Its no secret that The Daily Show with Jon Stewart is an extremely popular show with over 2.1 Million viewers (primetime), over 50,000 Internet only viewers and an extended audience of over 35,000 per episode. The favorable audience demographics (with over 60% younger than 35 years of age, over $67,000 in annual income, pre-disposed Democratic and very aware of pop culture, news and politics) has seen advertisers flock to the segment with over 67% repeat advertisers.

We analyzed the guests for 136 shows (there were fewer shows, thanks to the writers strike) in 2007 and 144 shows in 2008 (Oct 30th 2008). The show no doubt has a very current affairs and politics bent and is fairly liberal in its bias but we were more looking for 3 things:

1. What topics/themes or categories were important for The Daily Show viewers?

2. What was the “effect” on book sales from a slot at The Daily show?

3. What the net (online) PR effect of the exposure that The Daily Show brings you?

So what are the top 3 tips to be a guest on The Daily Show?

1. A overwhelming number of guests were from Politics (2008 – 47% and 2007 – 38%) or related fields (Thanks in big part to the elections). Celebrities and media personalities were second. Science and technology were relative blips. Except Bill Gates in 2007, no other technology personalities were in the lineup.

Tip #1: If you want to get on The Daily Show your best bets are writing about the effects of anything on Politics (both current and historical). So if you can talk about the effect of technology on fund raising for the elections, or the effect of Youtube on campaign ads, you’re probably a shoe-in.

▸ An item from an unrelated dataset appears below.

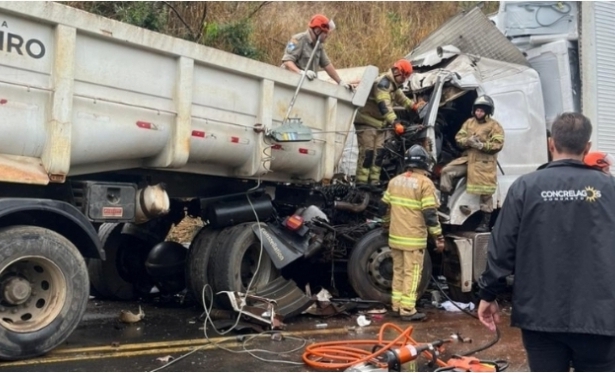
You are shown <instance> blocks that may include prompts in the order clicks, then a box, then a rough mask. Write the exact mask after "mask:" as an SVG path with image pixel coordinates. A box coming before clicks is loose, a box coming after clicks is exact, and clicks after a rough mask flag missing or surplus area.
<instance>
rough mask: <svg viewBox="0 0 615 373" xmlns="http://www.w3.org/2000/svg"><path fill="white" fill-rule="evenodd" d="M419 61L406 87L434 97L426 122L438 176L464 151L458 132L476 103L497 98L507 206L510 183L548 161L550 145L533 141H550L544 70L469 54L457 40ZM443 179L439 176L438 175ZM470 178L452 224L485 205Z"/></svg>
mask: <svg viewBox="0 0 615 373" xmlns="http://www.w3.org/2000/svg"><path fill="white" fill-rule="evenodd" d="M411 63H412V64H413V66H414V67H415V71H416V72H415V73H414V74H413V75H412V77H411V79H410V81H409V82H408V84H407V87H406V94H407V95H408V96H409V97H415V98H418V97H421V96H422V97H423V98H428V100H429V104H428V105H427V113H426V114H425V115H424V118H423V125H424V126H425V127H426V128H427V136H428V138H429V139H430V141H431V142H432V144H435V145H436V146H433V147H432V149H431V152H432V156H433V157H434V159H436V160H437V166H436V168H435V170H436V175H435V176H436V177H437V176H439V175H438V172H439V170H441V168H442V167H443V166H444V165H446V164H447V163H448V162H450V161H452V160H453V159H455V158H457V157H459V156H461V150H460V149H459V148H458V147H457V146H456V143H455V135H456V134H457V132H458V131H459V129H460V128H461V126H462V125H463V123H464V122H465V121H466V120H467V119H468V118H470V117H471V116H472V103H473V102H474V100H475V99H476V97H478V96H479V95H483V94H487V95H489V96H490V97H491V98H492V99H493V100H494V102H495V112H494V115H493V118H494V119H495V120H497V121H498V122H499V123H500V124H501V125H502V127H503V128H504V131H505V143H504V148H503V150H502V151H501V152H500V153H499V154H498V162H499V163H500V167H501V168H499V174H498V188H497V190H496V193H495V195H494V206H493V207H494V209H498V208H500V207H501V205H502V203H503V202H504V198H505V197H506V193H507V191H508V188H509V187H510V185H511V184H512V182H513V181H514V180H515V179H516V178H517V177H518V176H519V175H521V174H525V173H528V172H531V171H533V170H535V169H536V168H537V167H538V166H540V165H541V164H543V163H545V162H547V153H546V152H545V149H546V146H527V145H528V143H529V142H530V141H531V142H532V143H537V144H541V145H542V144H546V142H547V138H546V128H545V124H544V107H543V102H542V89H541V85H540V77H539V76H538V73H537V72H536V71H535V70H533V69H531V68H529V67H527V66H524V65H519V64H515V63H509V62H504V61H498V60H494V59H490V58H485V57H481V56H476V55H471V54H464V53H461V52H460V51H459V49H458V48H456V47H454V46H445V47H438V48H436V49H434V50H432V51H429V52H425V53H422V54H420V55H417V56H416V57H412V59H411ZM436 181H437V180H436ZM464 185H465V182H464V180H460V182H459V184H458V187H457V188H456V189H455V192H454V194H453V196H452V198H451V199H450V206H449V207H450V211H451V215H450V221H449V222H448V224H451V225H456V226H462V225H463V224H464V223H465V222H466V221H467V220H468V219H469V218H470V217H471V216H472V215H473V214H474V213H475V212H477V211H479V198H478V196H477V195H470V194H467V193H466V192H465V188H464Z"/></svg>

2. Delayed Gratification: Only 17 times (out of 144 in 2008) did the authors make the top searches on Google Trends. That too a day after the show. We estimate this was due the fact that most of the guests were already “well known” but that would not explain the lack of searches for “the promotion” to appear on Google Trends. Meaning, what they were promoting – either a book, a movie, etc. should have appeared on the top searches, but that was not the case in a majority of the cases. The delay on Google trends also indicates the “Tivo effect” or the fact that over 35% of the people watching the daily show either tape it and watch later than its live broadcast or view it on the Internet.

Tip #2: We dont have Amazon book trends or Movie trends, to know the full effect but we can confidently say that appearance on The Daily Show should be part of your PR / book promotion strategy not the cornerstone.

3. The Net PR effect: Since 2007, The Daily Show has been posting entire episodes of the show online on their website, which has limited the ability to view the sharing trends on YouTube. But if you analyze the Digg, Discussions threads, Twitter and Social Bookmarking effect of the show, it ranks among the top on social media. The only shows that rank better are Two and a Half Men and Dancing with the Stars. For more on the details we cross-checked with our friends at Social Sights.

Tip #3: To measure the net effect of your PR with The Daily Show you have to take into account the “virality” of its spread, not just the viewers on TV or the 30-40K viewers per episode online.

What other metrics would you analyze to see the effect of The Daily Show?